OpenFace [2] is a Python and Torch implementation of face recognition with deep neural networks [11]. OpenFace is based on the logic flow shown in Fig. 4 to compute low-dimensional representations for the faces in the image. The face detection procedure returns a list of bounding boxes, but there’s the problem that a face could not be looking right into the camera. OpenFace handles this situations by applying a 2D affine transformation, which also crops the face so the image is 96 \(\times \) 96 pixels. This image in then processed by the neural network estimates the normalized probability for each user of our database.

Fig. 4.
figure 4

Face recognition with Neural Networks, as shown in [2]

4 Evaluation

We have conducted four tests in order to evaluate the performances of the approaches mentioned before for face recognition between the photo extracted from the ID Card and a high-resolution photo.

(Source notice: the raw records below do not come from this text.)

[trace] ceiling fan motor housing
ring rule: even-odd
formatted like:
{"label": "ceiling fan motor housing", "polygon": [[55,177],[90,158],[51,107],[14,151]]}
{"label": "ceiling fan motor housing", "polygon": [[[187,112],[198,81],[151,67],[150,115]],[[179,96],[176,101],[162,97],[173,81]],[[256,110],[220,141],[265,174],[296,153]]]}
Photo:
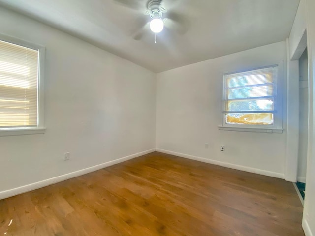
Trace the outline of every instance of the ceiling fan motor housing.
{"label": "ceiling fan motor housing", "polygon": [[148,9],[152,19],[161,18],[165,9],[161,6],[162,0],[150,0],[148,2]]}

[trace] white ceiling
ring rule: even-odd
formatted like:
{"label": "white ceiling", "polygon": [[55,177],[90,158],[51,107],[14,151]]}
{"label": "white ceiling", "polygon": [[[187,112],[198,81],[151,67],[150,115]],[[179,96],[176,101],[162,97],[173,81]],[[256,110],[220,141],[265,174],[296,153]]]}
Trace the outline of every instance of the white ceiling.
{"label": "white ceiling", "polygon": [[149,27],[132,36],[148,0],[137,10],[113,0],[0,0],[0,5],[43,22],[155,72],[285,40],[299,0],[164,0],[189,23],[180,35]]}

We used:

  1. 1.

    ID Card photos and high-resolution photos of 30 subjects (FRs)

  2. 2.

    ORL Database

  3. 3.

    LFW database

In order to create the dataset the first dataset used for performance evaluation, we used a 13 megapixels camera to take high-resolution images of faces and a Brother MFC 1910W to scan the ID Cards. High-resolution face photos have been taken at a distance of 150 cm in a closed environment with white background. We collected data from 30 subjects, whose age goes from 25 up to 45. These data can be arranged in three subsets:

  • Face subset (Fs), which contains high-resolution face images

  • ID Card Face subset (IDCFs), which contains the photos on the scanned ID Cards

  • Face Recognition subset (FRs), which contains the pre-processed images from the Fs and IDCFs.

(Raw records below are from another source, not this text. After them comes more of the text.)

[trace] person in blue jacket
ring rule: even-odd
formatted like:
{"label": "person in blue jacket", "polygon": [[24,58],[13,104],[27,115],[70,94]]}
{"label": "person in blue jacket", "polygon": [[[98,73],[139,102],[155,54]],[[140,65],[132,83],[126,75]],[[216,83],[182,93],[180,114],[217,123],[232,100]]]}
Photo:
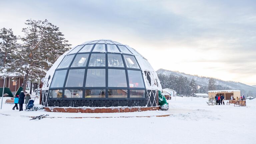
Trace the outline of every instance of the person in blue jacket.
{"label": "person in blue jacket", "polygon": [[223,103],[223,105],[225,104],[225,103],[223,101],[223,100],[224,100],[224,98],[225,98],[224,97],[224,96],[223,96],[222,95],[220,95],[220,102],[221,103],[221,105],[222,105],[222,103]]}
{"label": "person in blue jacket", "polygon": [[18,107],[18,103],[19,102],[19,95],[17,95],[14,98],[14,104],[15,105],[12,108],[12,110],[15,109],[15,107],[16,107],[16,109],[18,110],[19,108]]}
{"label": "person in blue jacket", "polygon": [[20,111],[23,110],[23,104],[24,103],[24,97],[25,95],[24,94],[24,92],[21,91],[19,95],[19,104],[20,106]]}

The ORL [10] dataset of faces, now claimed AT&T “The Database of Faces”, includes ten different images of each of 40 distinct subjects. For some subjects, the images were taken at different times, varying the lighting, facial expressions (open/closed eyes, smiling/not smiling) and facial details (glasses/no glasses). All the images were taken against a dark homogeneous background with the subjects in an upright, frontal position (with tolerance for some side movement).

Labeled Faces in the Wild [6] is a database of face photographs designed for studying the problem of unconstrained face recognition. The data set contains more than 13,000 images of faces collected from the web. Each face has been labeled with the name of the person pictured. 1680 of the people pictured have two or more distinct photos in the data set.

For each test we performed the training of the faces included in the FRs, a substet of identities from ORL and FLW databases. Then the face recognition procedure is executed over the face extracted from an ID Card. For each test we changed the number of identities that composes the training set, setting it to 10,25,50,100. Since we only have 30 identities that are linked to an ID Card, we performed 30 test of identification. We performed tests on a remote machine with an Intel Core i5-3320m CPU and a Nvidia Geforce 920m. Figure 5 show that the OpenFace solution is of course the most accurate.

Fig. 5.
figure 5

Algorithms’ accuracy

5 Conclusions and Future Works

The exponential growth of computer hardware performance is leading to faster matching. A system like WAY uses a video stream which is already being captured in most of the places in which security is important, like airports, banks etc. As future work we could use the proposed system with company badges too and not just with ID Cards, capturing employees entrance end exit times. This kind of application is not affected by aging and light changes, since the training photos of the employees can be updated regularly and the camera is set in the always in the same place.